[Date Prev][Date Next][Thread Prev][Thread Next][Date Index][Thread Index]
mp3 and the perceptual coding (resume)
Dear all,
I summarized (i.e., cut/paste) all the replies I had below. But I'm not
going to tell who's the winner!
Thanks to everybody,
m
-----------------------------
--------- QUESTION ----------
-----------------------------
I would like to convince to my students that psychophysics can (seldom)
be useful. For this reason, I want to talk about mp3 and perceptual coding.
Is there a book/chapter/paper that you would particularly recommend
about it? There are many things out there, but so far I didn't like much
any of them. In particular, the characteristics of the perceptual coding
are always roughly described.
Any suggestion is more than welcome.
%%%%%%%%%%%%%%%%%%%%%%%%%%%%%
%%%%%%%%%%% REPLIES %%%%%%%%%
%%%%%%%%%%%%%%%%%%%%%%%%%%%%%
Laszlo Toth:
I usually do the following demonstration: take a speech sample, compress
it with an mp3 codec at the highest possible compression rate, then
decompress it and display the spectrogram of the original and the
processed signal. The spectral valleys are wiped out,
while there is minimal perceptual difference.
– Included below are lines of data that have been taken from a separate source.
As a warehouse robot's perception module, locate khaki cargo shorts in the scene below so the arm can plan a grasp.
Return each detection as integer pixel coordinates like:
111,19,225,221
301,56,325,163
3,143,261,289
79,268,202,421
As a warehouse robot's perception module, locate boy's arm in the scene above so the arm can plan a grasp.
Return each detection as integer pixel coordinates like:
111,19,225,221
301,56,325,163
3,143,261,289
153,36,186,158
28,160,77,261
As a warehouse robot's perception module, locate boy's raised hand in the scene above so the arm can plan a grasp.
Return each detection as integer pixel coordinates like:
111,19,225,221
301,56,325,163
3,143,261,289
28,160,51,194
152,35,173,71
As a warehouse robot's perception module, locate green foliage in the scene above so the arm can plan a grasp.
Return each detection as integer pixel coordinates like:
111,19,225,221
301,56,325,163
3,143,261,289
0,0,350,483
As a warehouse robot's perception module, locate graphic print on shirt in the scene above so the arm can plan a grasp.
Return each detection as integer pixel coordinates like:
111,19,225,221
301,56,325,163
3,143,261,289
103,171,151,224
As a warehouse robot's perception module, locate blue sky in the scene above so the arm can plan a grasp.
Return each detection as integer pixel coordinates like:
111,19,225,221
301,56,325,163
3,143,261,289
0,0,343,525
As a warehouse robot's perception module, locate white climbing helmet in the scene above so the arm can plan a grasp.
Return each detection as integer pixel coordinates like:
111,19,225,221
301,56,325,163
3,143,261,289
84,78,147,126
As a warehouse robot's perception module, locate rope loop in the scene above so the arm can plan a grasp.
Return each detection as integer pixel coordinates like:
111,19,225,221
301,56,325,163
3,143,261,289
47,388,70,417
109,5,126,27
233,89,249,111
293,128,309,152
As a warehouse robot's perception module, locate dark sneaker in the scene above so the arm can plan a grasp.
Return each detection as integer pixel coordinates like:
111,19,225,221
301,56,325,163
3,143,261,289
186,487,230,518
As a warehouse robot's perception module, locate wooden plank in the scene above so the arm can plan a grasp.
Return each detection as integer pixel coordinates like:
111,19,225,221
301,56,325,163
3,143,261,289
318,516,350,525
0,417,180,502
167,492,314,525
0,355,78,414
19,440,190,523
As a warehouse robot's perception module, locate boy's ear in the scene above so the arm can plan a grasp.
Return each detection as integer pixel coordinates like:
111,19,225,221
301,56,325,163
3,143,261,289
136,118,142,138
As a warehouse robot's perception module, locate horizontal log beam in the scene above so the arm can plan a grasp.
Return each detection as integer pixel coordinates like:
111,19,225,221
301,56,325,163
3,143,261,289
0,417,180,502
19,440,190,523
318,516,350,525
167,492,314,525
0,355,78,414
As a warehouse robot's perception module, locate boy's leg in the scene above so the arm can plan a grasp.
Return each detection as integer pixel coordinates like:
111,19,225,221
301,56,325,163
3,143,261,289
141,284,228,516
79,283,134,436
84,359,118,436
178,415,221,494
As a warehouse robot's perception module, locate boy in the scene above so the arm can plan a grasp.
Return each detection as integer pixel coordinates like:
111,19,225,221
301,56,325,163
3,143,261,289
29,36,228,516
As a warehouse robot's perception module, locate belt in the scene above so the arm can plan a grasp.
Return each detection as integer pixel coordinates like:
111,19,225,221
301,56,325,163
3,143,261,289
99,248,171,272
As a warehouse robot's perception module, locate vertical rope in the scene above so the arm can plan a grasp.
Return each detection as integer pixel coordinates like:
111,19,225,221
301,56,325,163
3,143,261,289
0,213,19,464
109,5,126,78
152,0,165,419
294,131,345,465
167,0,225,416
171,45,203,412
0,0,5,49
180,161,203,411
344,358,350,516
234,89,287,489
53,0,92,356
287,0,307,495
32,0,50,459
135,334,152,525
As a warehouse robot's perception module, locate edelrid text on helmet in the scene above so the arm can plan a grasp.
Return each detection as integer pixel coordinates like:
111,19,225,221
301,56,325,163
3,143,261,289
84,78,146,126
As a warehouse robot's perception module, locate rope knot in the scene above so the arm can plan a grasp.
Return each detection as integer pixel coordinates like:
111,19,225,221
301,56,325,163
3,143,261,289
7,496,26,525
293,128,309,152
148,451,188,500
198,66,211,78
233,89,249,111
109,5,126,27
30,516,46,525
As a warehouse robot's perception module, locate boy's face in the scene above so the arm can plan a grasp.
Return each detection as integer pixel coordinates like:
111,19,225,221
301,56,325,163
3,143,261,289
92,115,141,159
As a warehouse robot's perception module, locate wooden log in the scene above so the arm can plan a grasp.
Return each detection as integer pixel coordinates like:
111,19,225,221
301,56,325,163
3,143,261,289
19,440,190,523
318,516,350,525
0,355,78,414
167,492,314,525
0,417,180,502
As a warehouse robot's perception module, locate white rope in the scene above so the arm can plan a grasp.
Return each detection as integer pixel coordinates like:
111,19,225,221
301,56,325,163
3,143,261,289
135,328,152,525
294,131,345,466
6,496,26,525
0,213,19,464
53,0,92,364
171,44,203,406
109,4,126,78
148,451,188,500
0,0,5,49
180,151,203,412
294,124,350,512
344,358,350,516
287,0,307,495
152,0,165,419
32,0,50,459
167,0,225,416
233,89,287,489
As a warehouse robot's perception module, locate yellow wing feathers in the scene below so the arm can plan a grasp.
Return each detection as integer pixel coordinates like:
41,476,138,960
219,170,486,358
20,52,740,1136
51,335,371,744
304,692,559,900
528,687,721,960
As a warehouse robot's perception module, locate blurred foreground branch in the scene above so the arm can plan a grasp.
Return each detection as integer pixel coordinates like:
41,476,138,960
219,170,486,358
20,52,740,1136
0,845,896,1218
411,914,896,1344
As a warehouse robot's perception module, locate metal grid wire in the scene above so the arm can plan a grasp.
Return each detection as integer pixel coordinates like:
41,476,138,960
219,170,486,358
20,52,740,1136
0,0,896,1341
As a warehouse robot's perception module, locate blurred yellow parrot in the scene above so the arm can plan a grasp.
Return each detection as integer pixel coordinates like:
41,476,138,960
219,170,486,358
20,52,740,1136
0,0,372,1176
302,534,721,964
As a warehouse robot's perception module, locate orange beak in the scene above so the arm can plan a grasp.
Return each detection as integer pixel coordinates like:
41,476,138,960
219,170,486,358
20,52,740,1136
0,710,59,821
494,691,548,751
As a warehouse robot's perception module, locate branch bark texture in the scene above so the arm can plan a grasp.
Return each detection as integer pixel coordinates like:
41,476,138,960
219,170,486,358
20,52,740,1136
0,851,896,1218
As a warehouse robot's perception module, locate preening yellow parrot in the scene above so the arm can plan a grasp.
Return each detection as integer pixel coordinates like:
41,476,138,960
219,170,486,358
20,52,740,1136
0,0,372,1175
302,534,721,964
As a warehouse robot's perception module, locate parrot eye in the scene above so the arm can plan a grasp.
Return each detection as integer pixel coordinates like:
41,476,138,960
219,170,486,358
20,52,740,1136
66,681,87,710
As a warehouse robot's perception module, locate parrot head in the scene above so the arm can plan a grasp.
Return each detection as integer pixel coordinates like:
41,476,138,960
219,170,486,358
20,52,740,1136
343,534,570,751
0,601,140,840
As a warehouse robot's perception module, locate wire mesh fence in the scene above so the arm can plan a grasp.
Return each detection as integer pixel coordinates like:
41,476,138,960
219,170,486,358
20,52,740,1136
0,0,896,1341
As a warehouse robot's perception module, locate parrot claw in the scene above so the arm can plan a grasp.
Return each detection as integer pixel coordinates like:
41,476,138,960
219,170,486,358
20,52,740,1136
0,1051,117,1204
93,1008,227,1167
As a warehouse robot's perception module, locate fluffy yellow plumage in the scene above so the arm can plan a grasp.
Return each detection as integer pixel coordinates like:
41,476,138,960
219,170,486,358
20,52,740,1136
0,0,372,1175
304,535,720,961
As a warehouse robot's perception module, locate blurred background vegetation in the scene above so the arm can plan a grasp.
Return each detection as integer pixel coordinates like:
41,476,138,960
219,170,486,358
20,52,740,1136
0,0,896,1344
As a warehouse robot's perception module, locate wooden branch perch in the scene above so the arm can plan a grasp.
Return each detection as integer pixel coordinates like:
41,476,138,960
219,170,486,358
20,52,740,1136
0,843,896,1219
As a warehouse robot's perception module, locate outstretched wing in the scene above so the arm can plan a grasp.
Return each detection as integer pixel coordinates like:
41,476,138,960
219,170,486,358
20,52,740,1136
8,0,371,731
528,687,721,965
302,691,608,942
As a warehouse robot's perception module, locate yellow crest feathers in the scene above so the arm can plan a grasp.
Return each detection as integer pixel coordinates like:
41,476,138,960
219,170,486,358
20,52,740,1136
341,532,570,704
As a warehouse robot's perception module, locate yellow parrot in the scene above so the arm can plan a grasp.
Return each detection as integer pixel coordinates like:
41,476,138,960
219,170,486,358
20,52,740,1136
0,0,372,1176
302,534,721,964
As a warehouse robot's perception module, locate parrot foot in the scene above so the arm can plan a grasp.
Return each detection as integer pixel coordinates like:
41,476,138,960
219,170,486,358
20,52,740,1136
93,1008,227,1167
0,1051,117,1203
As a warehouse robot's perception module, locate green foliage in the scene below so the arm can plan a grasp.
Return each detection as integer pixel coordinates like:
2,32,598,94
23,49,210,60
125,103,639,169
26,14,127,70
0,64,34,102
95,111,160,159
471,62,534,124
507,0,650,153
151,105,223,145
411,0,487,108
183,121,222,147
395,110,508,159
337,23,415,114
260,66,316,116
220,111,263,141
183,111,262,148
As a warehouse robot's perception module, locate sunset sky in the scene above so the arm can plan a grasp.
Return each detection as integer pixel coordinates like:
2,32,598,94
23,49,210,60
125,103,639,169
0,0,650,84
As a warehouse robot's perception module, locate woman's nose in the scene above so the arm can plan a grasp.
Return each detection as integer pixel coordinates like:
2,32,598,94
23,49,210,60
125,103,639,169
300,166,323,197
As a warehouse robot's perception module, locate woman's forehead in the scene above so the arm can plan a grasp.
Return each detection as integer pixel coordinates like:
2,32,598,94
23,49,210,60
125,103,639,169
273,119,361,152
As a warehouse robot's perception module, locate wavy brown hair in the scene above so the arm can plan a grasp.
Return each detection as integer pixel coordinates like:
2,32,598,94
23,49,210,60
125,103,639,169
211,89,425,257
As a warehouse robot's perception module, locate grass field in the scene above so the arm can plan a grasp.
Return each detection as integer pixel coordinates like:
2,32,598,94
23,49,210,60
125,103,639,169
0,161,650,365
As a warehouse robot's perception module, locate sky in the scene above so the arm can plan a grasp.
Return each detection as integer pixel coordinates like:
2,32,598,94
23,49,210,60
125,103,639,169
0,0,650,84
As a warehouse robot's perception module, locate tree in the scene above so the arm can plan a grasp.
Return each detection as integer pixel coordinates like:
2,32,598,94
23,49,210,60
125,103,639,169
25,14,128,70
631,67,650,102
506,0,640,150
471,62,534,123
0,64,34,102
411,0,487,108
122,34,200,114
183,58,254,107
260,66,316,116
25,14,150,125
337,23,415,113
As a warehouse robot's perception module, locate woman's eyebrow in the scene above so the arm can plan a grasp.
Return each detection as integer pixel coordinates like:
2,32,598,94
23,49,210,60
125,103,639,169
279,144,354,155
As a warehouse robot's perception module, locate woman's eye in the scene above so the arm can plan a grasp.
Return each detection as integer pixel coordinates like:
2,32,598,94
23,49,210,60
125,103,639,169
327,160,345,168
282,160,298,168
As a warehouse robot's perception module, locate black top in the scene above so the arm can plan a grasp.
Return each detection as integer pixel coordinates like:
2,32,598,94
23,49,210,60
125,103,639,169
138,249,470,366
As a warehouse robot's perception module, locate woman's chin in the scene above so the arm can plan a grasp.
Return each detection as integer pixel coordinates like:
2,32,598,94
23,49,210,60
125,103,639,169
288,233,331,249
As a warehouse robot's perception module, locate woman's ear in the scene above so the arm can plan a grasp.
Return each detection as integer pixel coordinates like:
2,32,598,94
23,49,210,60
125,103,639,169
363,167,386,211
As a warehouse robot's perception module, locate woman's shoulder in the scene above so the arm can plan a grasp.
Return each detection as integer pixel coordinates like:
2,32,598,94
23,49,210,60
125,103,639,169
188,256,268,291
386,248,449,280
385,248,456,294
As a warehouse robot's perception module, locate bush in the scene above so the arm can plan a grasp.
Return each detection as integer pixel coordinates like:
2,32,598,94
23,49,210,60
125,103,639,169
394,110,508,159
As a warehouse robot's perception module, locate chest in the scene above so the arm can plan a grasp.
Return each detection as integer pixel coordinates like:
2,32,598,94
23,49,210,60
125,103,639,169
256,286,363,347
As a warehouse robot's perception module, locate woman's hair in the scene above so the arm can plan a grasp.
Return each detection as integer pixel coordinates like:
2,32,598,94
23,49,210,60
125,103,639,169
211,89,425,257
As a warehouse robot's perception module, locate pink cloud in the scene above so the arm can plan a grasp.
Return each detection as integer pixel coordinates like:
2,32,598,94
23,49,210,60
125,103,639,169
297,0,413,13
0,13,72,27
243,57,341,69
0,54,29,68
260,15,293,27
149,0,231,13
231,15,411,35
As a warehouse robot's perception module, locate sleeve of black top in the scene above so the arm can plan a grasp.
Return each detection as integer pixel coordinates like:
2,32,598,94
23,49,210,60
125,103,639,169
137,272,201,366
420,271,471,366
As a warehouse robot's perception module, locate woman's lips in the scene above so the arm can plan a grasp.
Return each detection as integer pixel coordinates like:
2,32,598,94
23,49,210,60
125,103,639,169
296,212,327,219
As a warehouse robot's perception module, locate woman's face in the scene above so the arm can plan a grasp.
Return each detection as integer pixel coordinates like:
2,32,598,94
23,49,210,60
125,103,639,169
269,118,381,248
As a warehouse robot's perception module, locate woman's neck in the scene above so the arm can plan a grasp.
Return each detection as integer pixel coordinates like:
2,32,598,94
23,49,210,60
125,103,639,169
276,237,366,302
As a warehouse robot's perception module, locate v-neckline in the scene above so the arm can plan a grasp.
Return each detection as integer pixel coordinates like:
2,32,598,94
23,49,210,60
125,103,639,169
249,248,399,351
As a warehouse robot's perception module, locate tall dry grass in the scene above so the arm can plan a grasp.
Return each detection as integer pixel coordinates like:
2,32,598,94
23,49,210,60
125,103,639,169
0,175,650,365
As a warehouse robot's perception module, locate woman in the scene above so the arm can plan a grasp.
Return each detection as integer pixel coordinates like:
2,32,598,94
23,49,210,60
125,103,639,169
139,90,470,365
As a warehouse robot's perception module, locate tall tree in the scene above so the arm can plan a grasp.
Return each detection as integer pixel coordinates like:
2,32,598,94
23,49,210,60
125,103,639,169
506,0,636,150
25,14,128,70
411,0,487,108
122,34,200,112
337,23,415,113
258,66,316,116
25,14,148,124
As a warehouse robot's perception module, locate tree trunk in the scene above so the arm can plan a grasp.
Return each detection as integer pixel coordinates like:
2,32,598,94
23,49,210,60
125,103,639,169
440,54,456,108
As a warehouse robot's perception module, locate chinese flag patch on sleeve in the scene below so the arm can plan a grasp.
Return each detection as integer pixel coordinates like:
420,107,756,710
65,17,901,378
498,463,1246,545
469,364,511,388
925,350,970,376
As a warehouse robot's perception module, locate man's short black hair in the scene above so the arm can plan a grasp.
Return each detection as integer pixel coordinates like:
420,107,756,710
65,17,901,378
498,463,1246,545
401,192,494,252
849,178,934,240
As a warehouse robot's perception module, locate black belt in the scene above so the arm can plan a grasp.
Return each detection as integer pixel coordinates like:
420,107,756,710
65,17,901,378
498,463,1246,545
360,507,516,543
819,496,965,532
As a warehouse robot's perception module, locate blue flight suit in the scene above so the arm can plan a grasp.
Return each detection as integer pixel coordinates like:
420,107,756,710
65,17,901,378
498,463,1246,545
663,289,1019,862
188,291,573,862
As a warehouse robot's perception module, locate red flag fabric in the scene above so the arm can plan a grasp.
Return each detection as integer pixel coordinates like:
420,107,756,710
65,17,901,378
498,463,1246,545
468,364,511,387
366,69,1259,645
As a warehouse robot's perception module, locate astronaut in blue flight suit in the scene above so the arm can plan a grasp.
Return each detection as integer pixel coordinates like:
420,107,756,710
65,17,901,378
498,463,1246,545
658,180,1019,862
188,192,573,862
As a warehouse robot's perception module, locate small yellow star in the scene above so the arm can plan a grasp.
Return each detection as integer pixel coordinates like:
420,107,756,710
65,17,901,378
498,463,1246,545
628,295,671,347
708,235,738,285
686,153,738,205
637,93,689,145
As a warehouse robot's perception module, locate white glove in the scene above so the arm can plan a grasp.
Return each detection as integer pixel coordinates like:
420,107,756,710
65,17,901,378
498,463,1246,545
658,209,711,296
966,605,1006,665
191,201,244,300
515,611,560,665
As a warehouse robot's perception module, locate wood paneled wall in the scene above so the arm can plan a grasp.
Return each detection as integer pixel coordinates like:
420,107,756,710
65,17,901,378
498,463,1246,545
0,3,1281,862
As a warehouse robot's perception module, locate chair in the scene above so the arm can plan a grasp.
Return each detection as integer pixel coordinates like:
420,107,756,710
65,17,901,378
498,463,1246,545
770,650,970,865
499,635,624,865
I think this quite
convincingly demonstrates that masking indeed works, and that the industry
can make use of the results of psychophysics.
%%%%%%%%%%%%%%%%%%%%%%%%%%%%%
Hi,
you can have a look at:
http://www.mp3-tech.org/
and then 'Technical papers' which not only contains a collection of
papers but also theses covering basic psychoacoustics. I also like the
book "Audio Signal Processing and Coding" by Spanias.
Hope this helps!
Matthias
%%%%%%%%%%%%%%%%%%%%%%%%%%%%%
The Bosi & Goldberg book is a good resource for beginners:
http://www.springer.com/engineering/signals/book/978-1-4020-7357-1
For a somewhat more concise tutorial, see the 1995 paper by Davis Pan:
http://citeseerx.ist.psu.edu/viewdoc/download?doi=10.1.1.123.232&rep=rep1&type=pdf
Also, the CD published by the AES is a great resource to learn about
the basic audio artifacts:
http://www.aes.org/publications/AudioCoding.cfm
If you have specific questions/needs, let me know and I'll do my best
to point you in the right direction.
- Jon
Jon Boley
%%%%%%%%%%%%%%%%%%%%%%%%%%%%%%
Hello Massimo :)
A very good review paper is by T. Painter et al.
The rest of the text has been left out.